The number of traditional general practitioners is definitely decreasing. In cities like Mumbai, Chennai, Kolkata and Pune, the older generation is retiring in their 70s and 80s and no one is opening new practices in their localities. This, in turn, will have an effect on local communities. Mohini Khurana, a homemaker in Pahar Ganj, Delhi, said their family physician was a guide when she and her seven-year-old daughter tested positive for Covid. “Also, we have developed such friendly relations that we can literally go to him for anything,” she said. “Otherwise, whom to approach for something as simple as a wound or acidity?”

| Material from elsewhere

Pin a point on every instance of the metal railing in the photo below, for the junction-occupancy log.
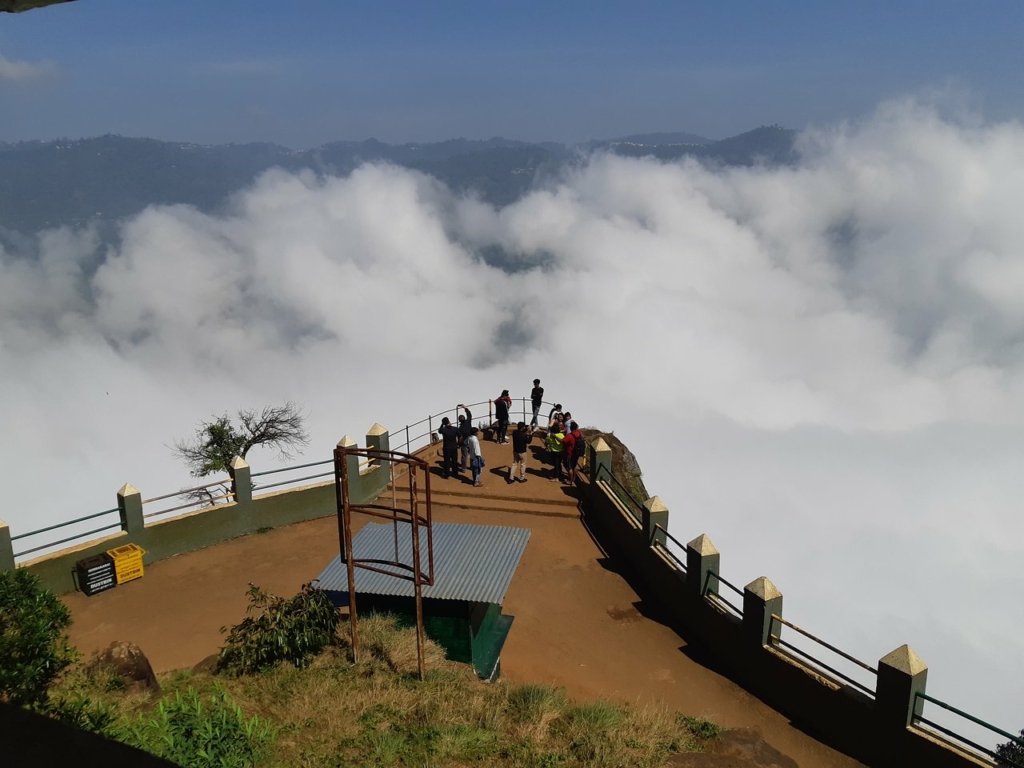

In a way, the pandemic brought out the best in GPs. For instance, Nagda was attending to 25 to 30 patients a day through voice and video calls. “Initially, people called out of anxiety and it became difficult for me to convince them that they didn't have Covid,” he said. “As a doctor, I was learning, too.” In the last week of May, he stepped out of his house for the first time for an emergency visit to a 67-year-old hypertensive patient, who refused to accept his recommendation. “His CT scan showed signs of pneumonia,” said Nagda. “So I asked him to get tested for Covid, but he just did not go. At the time, the stigma was so high that patients became defensive and the doctor's inquiry became akin to police inquiry. I had to hand-hold him, which worked.”
While Nagda has an MBBS, Nimit went a step further and completed post graduation in family medicine. “The difference is that while my father can only refer patients to hospitals, I can actually admit them under my name at the hospital I am attached to,” said Nimit. “Which means that the post graduation allows me to go beyond a local clinic and attend to patients inside hospitals as well. In that sense, family medicine is evolving in India.” Nimit consults in the hospital in the mornings and at their clinic in the evenings.
Dr Balram Bhargava, director general, Indian Council of Medical Research, said a post graduate degree in general medicine after MBBS adds immense value. “Because it forms the foundation of medicine in its entirety,” he said. His son, Madhav is MD (general medicine) and is working at AIIMS. He was clear that he did not want to go for a specialisation, unlike his cardiologist father or endocrinologist brother, Raghav. Madhav said that general medicine prepares you to look at the human body in its entirety.
Postgraduate programmes in family medicine is making the discipline increasingly significant inside hospitals. In the corporate model, the GP can demand a huge fee, in line with growing purchasing power. But, the family physician continues to be important in smaller towns and rural areas. The issue going forward is that in India medical students are largely unaware about family medicine as a career because this concept is not introduced at the MBBS level.
Experts believe that in India faculty and senior doctors from other disciplines are not able to answer the queries related to family medicine as they themselves have not learned it. “Yet, with postgraduate programmes in family medicine, we are gearing up towards creating awareness regarding this discipline,” says Dr Kishore Madhwani, MD (community medicine), who practices at the upscale Mumbai neighborhood of Napean Sea Road. Dr Jayshree Mondkar, who served as dean, Sion Hospital, said: “We need to have more medical colleges actually offering the degrees in family medicine.” While the devastation of the pandemic helped to reaffirm the significance of the role of family physicians, medical colleges clearly need to do a lot more to ensure that the discipline gets due importance.